Hallal afirma que a pasta está buscando considerar as particularidades das hepatites para apresentar à sociedade uma resposta específica, aproveitando o acúmulo no combate ao HIV e a rede formada para atender os portadores da doença. O coordenador da área de Cuidado e Qualidade de Vida do Departamento de DST, Aids e Hepatites Virais reconhece que a rede de atenção à doença no Brasil é restrita, altamente concentrada nos hospitais universitários e nos centros de hepatologia. A integração com a rede de aids, diz, muda esse quadro.

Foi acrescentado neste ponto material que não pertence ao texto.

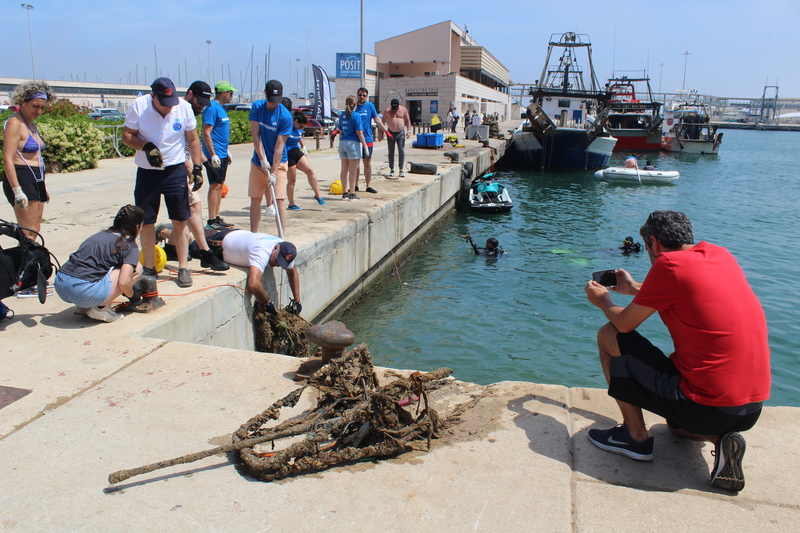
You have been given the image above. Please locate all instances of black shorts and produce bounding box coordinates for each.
[206,157,228,185]
[286,146,306,167]
[133,163,191,225]
[608,331,762,435]
[3,165,50,206]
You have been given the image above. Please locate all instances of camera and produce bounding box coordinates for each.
[592,269,617,287]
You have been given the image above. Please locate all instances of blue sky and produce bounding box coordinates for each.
[0,0,800,97]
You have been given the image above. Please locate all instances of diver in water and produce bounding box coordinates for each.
[464,235,506,257]
[619,236,642,255]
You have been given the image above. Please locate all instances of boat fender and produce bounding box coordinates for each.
[408,162,438,174]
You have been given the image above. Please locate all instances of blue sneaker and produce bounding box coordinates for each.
[589,424,653,461]
[711,431,746,492]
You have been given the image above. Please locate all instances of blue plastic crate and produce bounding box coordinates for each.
[417,133,444,148]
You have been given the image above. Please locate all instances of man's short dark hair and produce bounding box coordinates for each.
[639,211,694,250]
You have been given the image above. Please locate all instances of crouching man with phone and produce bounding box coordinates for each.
[584,211,771,491]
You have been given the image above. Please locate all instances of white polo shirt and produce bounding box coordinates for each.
[222,230,294,272]
[125,94,197,169]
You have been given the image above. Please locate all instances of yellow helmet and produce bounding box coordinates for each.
[139,245,167,272]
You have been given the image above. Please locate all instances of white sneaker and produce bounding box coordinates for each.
[86,305,125,322]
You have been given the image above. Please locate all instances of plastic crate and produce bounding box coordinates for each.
[417,133,444,148]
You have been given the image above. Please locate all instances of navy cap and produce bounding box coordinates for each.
[189,80,214,106]
[265,80,283,104]
[277,241,297,268]
[150,78,179,107]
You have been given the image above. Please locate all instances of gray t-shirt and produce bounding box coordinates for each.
[61,231,139,282]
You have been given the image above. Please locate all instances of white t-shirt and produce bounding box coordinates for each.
[222,230,294,272]
[125,94,197,169]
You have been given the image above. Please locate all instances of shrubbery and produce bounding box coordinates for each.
[0,105,253,181]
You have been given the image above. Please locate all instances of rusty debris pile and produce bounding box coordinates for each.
[233,344,458,481]
[253,306,312,357]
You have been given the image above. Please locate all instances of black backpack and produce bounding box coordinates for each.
[0,219,60,303]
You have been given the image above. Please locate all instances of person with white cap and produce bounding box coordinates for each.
[122,78,203,287]
[203,81,237,230]
[247,80,293,235]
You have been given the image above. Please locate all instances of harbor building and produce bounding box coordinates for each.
[335,20,511,123]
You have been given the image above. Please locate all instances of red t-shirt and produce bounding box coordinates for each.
[633,241,771,406]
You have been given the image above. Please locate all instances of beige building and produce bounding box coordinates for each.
[336,21,511,126]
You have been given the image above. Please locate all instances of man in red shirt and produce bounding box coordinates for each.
[585,211,771,491]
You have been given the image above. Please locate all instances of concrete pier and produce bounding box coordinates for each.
[0,129,800,532]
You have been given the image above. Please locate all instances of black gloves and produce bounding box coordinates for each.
[286,300,303,315]
[142,142,164,168]
[128,289,142,305]
[189,165,203,191]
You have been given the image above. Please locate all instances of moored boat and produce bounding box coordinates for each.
[510,32,616,169]
[607,76,664,151]
[661,91,722,155]
[594,167,681,185]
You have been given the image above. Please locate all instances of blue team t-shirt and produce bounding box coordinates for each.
[339,112,366,143]
[250,100,294,166]
[200,100,231,159]
[286,128,303,152]
[356,102,378,144]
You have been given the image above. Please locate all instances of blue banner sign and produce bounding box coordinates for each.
[336,52,361,78]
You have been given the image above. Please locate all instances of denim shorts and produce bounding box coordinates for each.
[54,271,111,308]
[339,141,361,159]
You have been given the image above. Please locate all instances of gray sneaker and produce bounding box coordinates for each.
[178,268,192,288]
[86,305,125,322]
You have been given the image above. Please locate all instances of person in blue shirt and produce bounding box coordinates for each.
[286,111,325,211]
[339,91,368,200]
[203,81,236,230]
[356,87,386,194]
[247,80,292,235]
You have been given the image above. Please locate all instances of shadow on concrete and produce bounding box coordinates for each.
[508,394,712,494]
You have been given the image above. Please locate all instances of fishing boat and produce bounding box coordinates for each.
[594,167,681,185]
[510,32,617,169]
[468,173,514,213]
[607,76,664,151]
[661,94,722,155]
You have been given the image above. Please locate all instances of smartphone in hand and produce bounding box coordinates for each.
[592,269,617,287]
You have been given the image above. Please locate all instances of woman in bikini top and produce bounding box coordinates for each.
[3,81,56,239]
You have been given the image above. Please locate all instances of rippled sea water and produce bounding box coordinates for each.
[341,130,800,406]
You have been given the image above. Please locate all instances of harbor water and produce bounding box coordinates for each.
[340,130,800,406]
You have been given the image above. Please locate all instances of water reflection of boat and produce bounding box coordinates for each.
[594,167,681,185]
[661,91,722,155]
[607,76,664,151]
[510,32,616,169]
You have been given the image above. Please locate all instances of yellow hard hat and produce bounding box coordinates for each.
[139,245,167,272]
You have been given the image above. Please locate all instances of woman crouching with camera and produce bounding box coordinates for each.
[55,205,144,322]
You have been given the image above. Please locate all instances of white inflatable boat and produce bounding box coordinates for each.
[594,167,681,185]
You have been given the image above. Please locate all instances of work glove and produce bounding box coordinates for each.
[189,165,203,191]
[286,299,303,315]
[128,289,142,305]
[142,142,164,168]
[203,160,217,181]
[11,187,28,211]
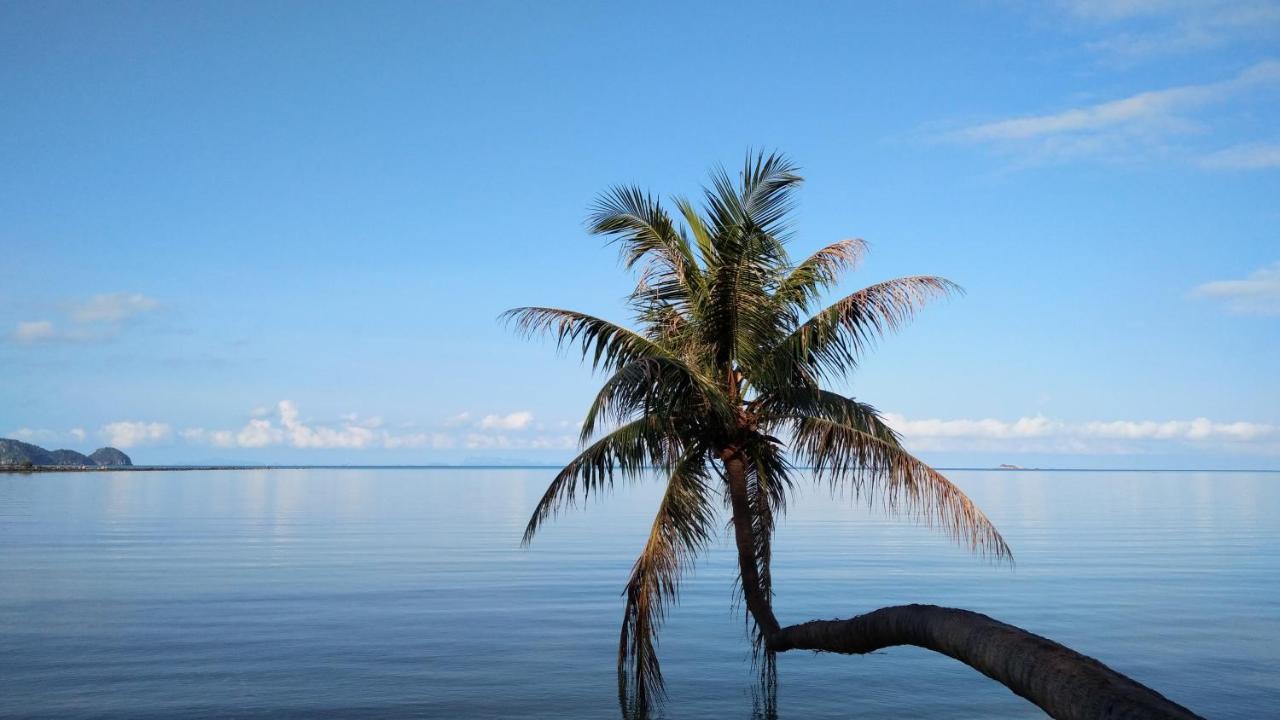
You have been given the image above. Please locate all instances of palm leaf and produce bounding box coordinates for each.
[773,275,963,377]
[792,409,1012,560]
[521,416,680,544]
[618,448,716,716]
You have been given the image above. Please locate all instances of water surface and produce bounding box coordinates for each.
[0,469,1280,720]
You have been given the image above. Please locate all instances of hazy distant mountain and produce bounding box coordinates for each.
[0,438,133,468]
[49,450,97,465]
[88,447,133,468]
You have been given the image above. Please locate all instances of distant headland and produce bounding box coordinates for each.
[0,438,133,470]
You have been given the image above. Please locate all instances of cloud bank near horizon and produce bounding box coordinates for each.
[10,400,1280,455]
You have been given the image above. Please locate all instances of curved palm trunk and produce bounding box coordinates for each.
[769,605,1199,720]
[724,450,780,632]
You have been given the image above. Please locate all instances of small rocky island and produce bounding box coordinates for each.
[0,438,133,470]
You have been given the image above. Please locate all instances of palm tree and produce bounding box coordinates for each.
[504,154,1198,714]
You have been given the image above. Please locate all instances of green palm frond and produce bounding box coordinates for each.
[521,416,682,544]
[792,413,1012,561]
[618,448,716,715]
[503,152,1010,716]
[499,307,678,370]
[773,275,963,377]
[773,238,867,311]
[588,186,703,306]
[581,357,731,442]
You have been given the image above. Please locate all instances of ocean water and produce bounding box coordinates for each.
[0,469,1280,719]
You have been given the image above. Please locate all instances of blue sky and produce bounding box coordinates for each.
[0,0,1280,468]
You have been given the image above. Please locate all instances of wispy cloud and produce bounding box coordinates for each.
[886,414,1280,454]
[1192,263,1280,315]
[180,400,560,450]
[9,292,160,345]
[947,60,1280,161]
[99,420,173,447]
[1060,0,1280,63]
[479,410,534,430]
[9,320,56,345]
[70,292,160,325]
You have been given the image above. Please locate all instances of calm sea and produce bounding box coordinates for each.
[0,469,1280,720]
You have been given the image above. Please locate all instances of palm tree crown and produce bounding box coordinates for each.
[504,154,1010,708]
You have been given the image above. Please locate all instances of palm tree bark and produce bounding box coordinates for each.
[723,448,780,638]
[769,605,1199,720]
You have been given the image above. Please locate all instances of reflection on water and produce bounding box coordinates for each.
[0,469,1280,719]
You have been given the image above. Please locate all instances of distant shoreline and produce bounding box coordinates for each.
[0,464,1280,475]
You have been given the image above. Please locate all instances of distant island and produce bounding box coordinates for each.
[0,438,133,470]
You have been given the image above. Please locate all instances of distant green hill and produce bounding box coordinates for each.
[0,438,133,468]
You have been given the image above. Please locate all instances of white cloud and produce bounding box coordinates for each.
[99,420,173,447]
[1060,0,1280,63]
[13,320,56,345]
[9,428,58,445]
[70,292,160,324]
[1199,142,1280,170]
[479,410,534,430]
[884,414,1280,452]
[383,433,457,450]
[9,292,160,345]
[948,60,1280,161]
[1192,263,1280,315]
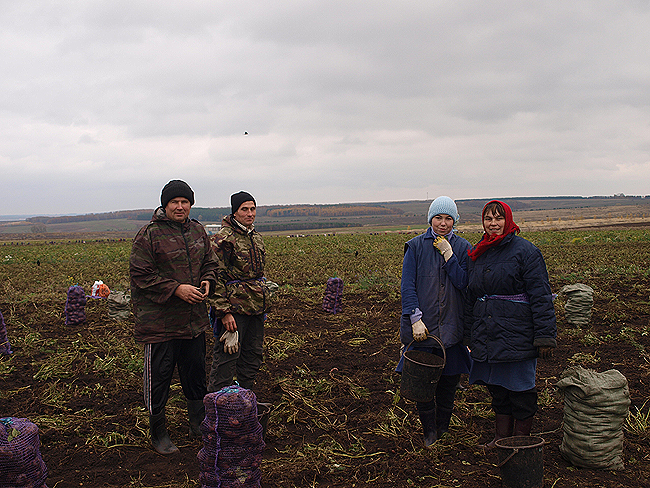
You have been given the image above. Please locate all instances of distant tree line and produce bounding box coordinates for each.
[25,210,153,224]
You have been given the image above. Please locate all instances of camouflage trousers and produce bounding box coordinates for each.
[208,314,264,392]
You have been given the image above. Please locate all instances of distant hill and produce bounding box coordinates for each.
[0,195,650,239]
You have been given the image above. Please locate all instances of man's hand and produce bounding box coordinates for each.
[219,331,239,354]
[537,346,553,359]
[221,313,237,332]
[433,236,454,262]
[411,320,429,342]
[174,281,210,305]
[200,280,210,298]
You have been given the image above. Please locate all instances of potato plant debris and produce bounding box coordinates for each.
[0,311,11,354]
[0,227,650,488]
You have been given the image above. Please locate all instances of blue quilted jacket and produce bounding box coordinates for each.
[464,234,557,363]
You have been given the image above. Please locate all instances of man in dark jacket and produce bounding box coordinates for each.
[130,180,218,454]
[208,191,269,392]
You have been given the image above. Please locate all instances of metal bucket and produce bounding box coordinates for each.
[400,334,447,403]
[495,436,544,488]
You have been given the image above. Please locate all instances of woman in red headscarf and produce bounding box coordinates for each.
[465,200,557,448]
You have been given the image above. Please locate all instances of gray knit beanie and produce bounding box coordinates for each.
[427,197,460,225]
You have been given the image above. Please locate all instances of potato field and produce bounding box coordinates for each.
[0,228,650,488]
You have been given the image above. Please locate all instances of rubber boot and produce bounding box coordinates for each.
[187,400,205,439]
[436,407,452,439]
[149,409,178,455]
[419,410,438,447]
[514,417,533,436]
[483,413,515,449]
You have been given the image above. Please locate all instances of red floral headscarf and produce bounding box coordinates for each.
[467,200,521,261]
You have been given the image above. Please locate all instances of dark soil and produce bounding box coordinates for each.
[0,282,650,488]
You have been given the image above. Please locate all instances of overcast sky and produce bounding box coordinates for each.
[0,0,650,215]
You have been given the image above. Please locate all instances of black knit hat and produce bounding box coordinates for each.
[160,180,194,208]
[230,191,257,214]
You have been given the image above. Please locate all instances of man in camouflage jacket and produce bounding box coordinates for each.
[208,192,269,392]
[129,180,218,454]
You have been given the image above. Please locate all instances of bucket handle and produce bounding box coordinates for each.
[402,334,447,366]
[497,447,519,468]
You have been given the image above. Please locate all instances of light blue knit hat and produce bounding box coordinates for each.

“Praticamente nenhum estado brasileiro oferece tratamento no interior: o paciente precisa ir até a capital, o que, em alguns lugares, demanda dias de viagem”, critica Varaldo. A maior dificuldade, conta, é ter acesso à biópsia que aponta a extensão dos danos ao fígado: o tempo de espera pode chegar a um ano e meio no SUS, segundo ele. Bastos reforça que o SUS tem poucos centros com profissionais capacitados, fato que se agrava dada a dificuldade de manejo dos pacientes crônicos e a medicação dispendiosa associada a muitos efeitos adversos.
Tratamento
O tratamento atual é baseado na combinação de dois medicamentos, o Interferon peguilado e a Ribavirina, com duração de seis meses a um ano. Ambos são fornecidos pelo SUS. A chance de cura (quando o vírus passa a ser indetectável de forma sustentada) é de até 56%. “Não é um tratamento simples, pois provoca efeitos colaterais, mas é finito”, diz Maria Lúcia Ferraz. Passadas algumas horas da aplicação de Interferon, os pacientes relatam sentir sintomas parecidos com os de uma gripe de extrema intensidade: febre e dor no corpo. Alguns chegam a suspender a medicação para evitar o desconforto, o que compromete todo o tratamento.
O ministério estuda a incorporação de dois medicamentos cujo uso foi aprovado recentemente por agências internacionais: Boceprevir e Telaprevir. Ambos aumentam as chances de cura para até 75% e são apresentados em comprimido - enquanto o Interferon é injetável. Como o lançamento é recente, a expectativa é de que sejam oferecidos pelo governo apenas em casos graves. “Estamos discutindo internamente, com bastante cuidado, a pertinência de incorporação, considerando os preços abusivos registrados no Brasil e o fato de não terem sido experimentados na população brasileira”, informa Hallal.
Francisco Inácio Bastos, que se diz um “otimista cauteloso”, prevê cuidado melhor com a doença em dez anos: passado um período de implementação de novas medidas de controle da hepatite C, o número de novos casos deve diminuir, refletindo as medidas de segurança dos bancos de sangue, e a rede de tratamento deve se expandir. “É um desafio qualificar o serviço, mas, se o SUS é baseado na integralidade, tem que cumprir seu papel”, considera.